To me, and many blacks, whites were a race peculiarly obsessed with creating contradictions that they, and they alone, could understand—if indeed they really could understand them in the strict sense of the word.
The thick veil of tribalism which so covered [my father’s] eyes and mind and heart was of absolutely no use to me, for I believed beyond a shadow of a doubt that black life would never revert to the past, that the clock would never turn back to a time centuries ago when black people had lived in peace and contentment before the white man.
The government generally treated Coloureds slightly better by giving them better jobs, better housing and better education than blacks. As a result most of the Coloureds were ashamed of their black blood, and often their prejudice against blacks was fiercer than the white man’s. But a new generation of young Coloureds, which saw itself as more black than white, was emerging, and it embraced the entire range of black aspirations.
Worst of all, I found among members of some churches a readiness to accept their lot as God’s will, a willingness to disparage their own blackness and heritage as inferior to the white man’s Christianity, a readiness to give up fighting to make things just in this world, in the hope that God’s justice would prevail in the hereafter.
While student leaders argued about what to do to diffuse the situation, the police suddenly opened fire. Momentarily the crowd stood dazed, thinking that the bullets were plastic and had been fired into the air. But when several small children began dropping down like swatted flies, their white uniforms soaked in red blood, pandemonium broke out.
For an instant I became aware of the senselessness of what we were doing. But those misgivings gave way to euphoria as I saw black peasants making off with plundered goods. I joined in.

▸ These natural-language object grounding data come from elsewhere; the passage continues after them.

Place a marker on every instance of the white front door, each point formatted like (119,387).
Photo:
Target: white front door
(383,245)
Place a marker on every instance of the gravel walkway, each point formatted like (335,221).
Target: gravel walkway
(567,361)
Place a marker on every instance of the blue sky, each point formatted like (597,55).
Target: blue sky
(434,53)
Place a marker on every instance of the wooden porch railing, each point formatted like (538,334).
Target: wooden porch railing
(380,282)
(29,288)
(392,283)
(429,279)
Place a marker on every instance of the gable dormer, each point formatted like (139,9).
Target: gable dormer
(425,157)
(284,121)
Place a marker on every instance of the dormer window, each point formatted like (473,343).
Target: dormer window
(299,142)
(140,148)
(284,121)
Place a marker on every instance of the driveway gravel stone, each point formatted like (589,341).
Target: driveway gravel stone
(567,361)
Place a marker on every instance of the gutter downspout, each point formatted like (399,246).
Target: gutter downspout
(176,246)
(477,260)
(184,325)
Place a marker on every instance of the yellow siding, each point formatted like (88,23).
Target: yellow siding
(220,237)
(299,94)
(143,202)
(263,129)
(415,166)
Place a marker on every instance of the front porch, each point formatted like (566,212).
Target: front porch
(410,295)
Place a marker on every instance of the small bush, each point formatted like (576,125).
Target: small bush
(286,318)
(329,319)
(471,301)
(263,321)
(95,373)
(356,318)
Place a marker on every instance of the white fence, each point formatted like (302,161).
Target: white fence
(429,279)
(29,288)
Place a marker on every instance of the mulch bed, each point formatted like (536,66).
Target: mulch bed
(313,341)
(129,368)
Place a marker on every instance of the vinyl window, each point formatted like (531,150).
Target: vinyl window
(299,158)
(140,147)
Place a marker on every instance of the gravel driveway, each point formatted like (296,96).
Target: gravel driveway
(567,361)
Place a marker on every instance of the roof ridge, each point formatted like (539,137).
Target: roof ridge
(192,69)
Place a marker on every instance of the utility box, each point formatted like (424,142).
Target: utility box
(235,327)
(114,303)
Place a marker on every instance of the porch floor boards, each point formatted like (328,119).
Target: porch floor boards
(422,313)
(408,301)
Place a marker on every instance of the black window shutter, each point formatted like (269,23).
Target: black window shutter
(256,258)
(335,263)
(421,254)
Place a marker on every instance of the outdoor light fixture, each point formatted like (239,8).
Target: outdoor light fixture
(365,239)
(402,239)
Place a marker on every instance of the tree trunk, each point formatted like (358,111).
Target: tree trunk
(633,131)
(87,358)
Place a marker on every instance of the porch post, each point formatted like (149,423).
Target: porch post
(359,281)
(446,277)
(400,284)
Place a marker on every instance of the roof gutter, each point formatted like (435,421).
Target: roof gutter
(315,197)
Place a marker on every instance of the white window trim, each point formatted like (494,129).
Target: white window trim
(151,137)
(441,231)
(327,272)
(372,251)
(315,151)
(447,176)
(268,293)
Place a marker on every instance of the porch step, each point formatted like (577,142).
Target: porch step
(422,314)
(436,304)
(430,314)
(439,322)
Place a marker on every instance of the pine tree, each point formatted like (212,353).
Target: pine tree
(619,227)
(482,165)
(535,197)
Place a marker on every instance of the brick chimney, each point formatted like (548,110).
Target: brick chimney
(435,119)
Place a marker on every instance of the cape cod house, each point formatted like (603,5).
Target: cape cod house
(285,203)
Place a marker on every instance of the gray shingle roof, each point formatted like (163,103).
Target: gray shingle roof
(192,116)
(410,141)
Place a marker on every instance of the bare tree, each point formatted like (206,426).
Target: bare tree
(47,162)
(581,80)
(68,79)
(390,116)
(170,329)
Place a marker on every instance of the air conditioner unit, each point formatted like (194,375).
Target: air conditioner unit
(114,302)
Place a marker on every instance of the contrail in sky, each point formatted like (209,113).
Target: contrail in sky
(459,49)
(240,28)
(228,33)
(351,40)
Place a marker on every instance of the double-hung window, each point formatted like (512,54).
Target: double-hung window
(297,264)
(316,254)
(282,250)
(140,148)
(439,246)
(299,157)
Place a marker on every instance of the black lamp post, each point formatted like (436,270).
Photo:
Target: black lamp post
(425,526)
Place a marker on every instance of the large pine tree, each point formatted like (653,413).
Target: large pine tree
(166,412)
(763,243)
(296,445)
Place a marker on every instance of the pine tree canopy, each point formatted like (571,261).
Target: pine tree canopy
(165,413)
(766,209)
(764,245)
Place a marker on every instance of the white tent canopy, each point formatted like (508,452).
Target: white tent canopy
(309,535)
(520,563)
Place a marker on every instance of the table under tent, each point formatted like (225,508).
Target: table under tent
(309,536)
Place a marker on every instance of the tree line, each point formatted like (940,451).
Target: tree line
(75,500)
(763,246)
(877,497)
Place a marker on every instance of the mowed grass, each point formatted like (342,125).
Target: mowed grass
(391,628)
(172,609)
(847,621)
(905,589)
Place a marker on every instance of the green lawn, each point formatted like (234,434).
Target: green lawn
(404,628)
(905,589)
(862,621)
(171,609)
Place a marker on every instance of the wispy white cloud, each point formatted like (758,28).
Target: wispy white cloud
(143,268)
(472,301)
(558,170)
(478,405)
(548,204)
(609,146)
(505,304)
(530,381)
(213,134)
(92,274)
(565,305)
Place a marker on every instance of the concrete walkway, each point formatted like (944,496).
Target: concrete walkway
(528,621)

Out of touch with sane whites, I began to hate all whites. Why weren’t liberal whites doing something to stop the slaughter of innocent black children? Why weren’t they demanding investigations into the brutal and indiscriminate use of force by police? […] The loud silence of the white electorate turned many black moderates into radicals and radicals into revolutionaries.
“You know […] this whole thing reminds me of what Hitler did to my country. His madness left us Germans with a feeling of guilt and shame that can never go away. The very same forces of racial superiority of that idiot and madman I see at work right here. There could yet be another Holocaust in the world.”
If four years of attending college in America had awakened Andre to the brutal reality of how wrong his race was in subjugating blacks […] then I had hope that some day the rest of his race could similarly awaken—if they wanted to.
Many blacks believed that such arbitrary racial classification was blatant proof that the government had created apartheid not because God so ordained, or that the races were so radically different they could not coexist as one nation, as white supporters of racial segregation claimed. Apartheid was purely and simply a scheme to perpetuate white dominance, greed, and privilege.
How would he deal with the fear, the frustration, the hate, the anger that were the lot of every black child? Would he stay out of trouble long enough to become a man, to realize his dreams, whatever they might be?